Division of Pediatric Cardiology, Asan Medical Center, Seoul, South Korea.
Seoul Women's College of Nursing, Seoul, South Korea.
J Thorac Cardiovasc Surg. 2016 Aug;152(2):516-21. doi: 10.1016/j.jtcvs.2016.03.084. Epub 2016 Apr 14.
In neonates with Ebstein's anomaly and absent right ventricular forward flow, pulmonary valve morphology is normal or abnormal. Although initial postnatal presentations of these 2 conditions are similar, clinical courses and therapeutic strategies for each category differ greatly.
Among 29 neonates with Ebstein's anomaly without right ventricular forward flow on initial postnatal echocardiography, 16 had a normal pulmonary valve and 13 had an abnormal pulmonary valve.

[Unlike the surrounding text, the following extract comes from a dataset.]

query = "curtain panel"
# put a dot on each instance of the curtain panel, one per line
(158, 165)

During the postnatal follow-up of the normal pulmonary valve group, right ventricular forward flow commenced approximately 10 days after birth (1-15 days). The ductus arteriosus was surgically ligated in 3 neonates to facilitate right ventricular forward flow. Biventricular or 1 1/2 ventricular physiology was eventually achieved in 14 patients in the normal pulmonary valve group (14/16, 88%) and 2 patients in the abnormal pulmonary valve group (2/13, 15.3%). With respect to the preoperative echocardiographic findings, the normal pulmonary valve group had a significantly larger pulmonary valve annulus (8.2 ± 1.4 mm in the normal pulmonary valve group and 6.4 ± 1.8 mm in the abnormal pulmonary valve group, P = .002) and smaller cardiothoracic ratio (0.79 ± 0.05 in the normal pulmonary valve group and 0.85 ± 0.07 in the abnormal pulmonary valve group, P = .03). Mild to moderate pulmonary regurgitation was present in all patients (16/16, 100%) in the normal pulmonary valve group, but 3 patients (3/13, 23%) in the abnormal pulmonary valve group also had pulmonary regurgitation. On logistic regression analysis, only pulmonary valve annulus size remained as an indicator of a normal pulmonary valve (P = .03).
In patients with Ebstein's anomaly and absent right ventricular forward flow, large pulmonary valve annulus size indicated a normal pulmonary valve. Patients with a normal pulmonary valve showed better survival and had a higher probability of achieving biventricular hemodynamics.
在患有埃布斯坦畸形且右心室无前向血流的新生儿中,肺动脉瓣形态正常或异常。尽管这两种情况的初始出生后表现相似,但每种类别的临床过程和治疗策略差异很大。
在 29 名最初超声心动图检查无右心室前向血流的埃布斯坦畸形新生儿中,16 名患儿肺动脉瓣正常,13 名患儿肺动脉瓣异常。
在正常肺动脉瓣组的出生后随访期间,右心室前向血流约在出生后 10 天开始(1-15 天)。3 名新生儿行动脉导管结扎术以促进右心室前向血流。在正常肺动脉瓣组中,14 名患者(14/16,88%)最终实现了双心室或 1 1/2 心室生理功能,2 名患者(2/13,15.3%)在异常肺动脉瓣组中实现了双心室或 1 1/2 心室生理功能。就术前超声心动图发现而言,正常肺动脉瓣组的肺动脉瓣环明显较大(正常肺动脉瓣组为 8.2±1.4mm,异常肺动脉瓣组为 6.4±1.8mm,P=0.002),心胸比更小(正常肺动脉瓣组为 0.79±0.05,异常肺动脉瓣组为 0.85±0.07,P=0.03)。正常肺动脉瓣组所有患者(16/16,100%)均有轻度至中度肺动脉瓣反流,但异常肺动脉瓣组 3 名患者(3/13,23%)也有肺动脉瓣反流。在逻辑回归分析中,只有肺动脉瓣环大小仍然是正常肺动脉瓣的指标(P=0.03)。
在患有埃布斯坦畸形且无右心室前向血流的患者中,较大的肺动脉瓣环大小提示肺动脉瓣正常。肺动脉瓣正常的患者存活率更高,更有可能实现双心室血流动力学。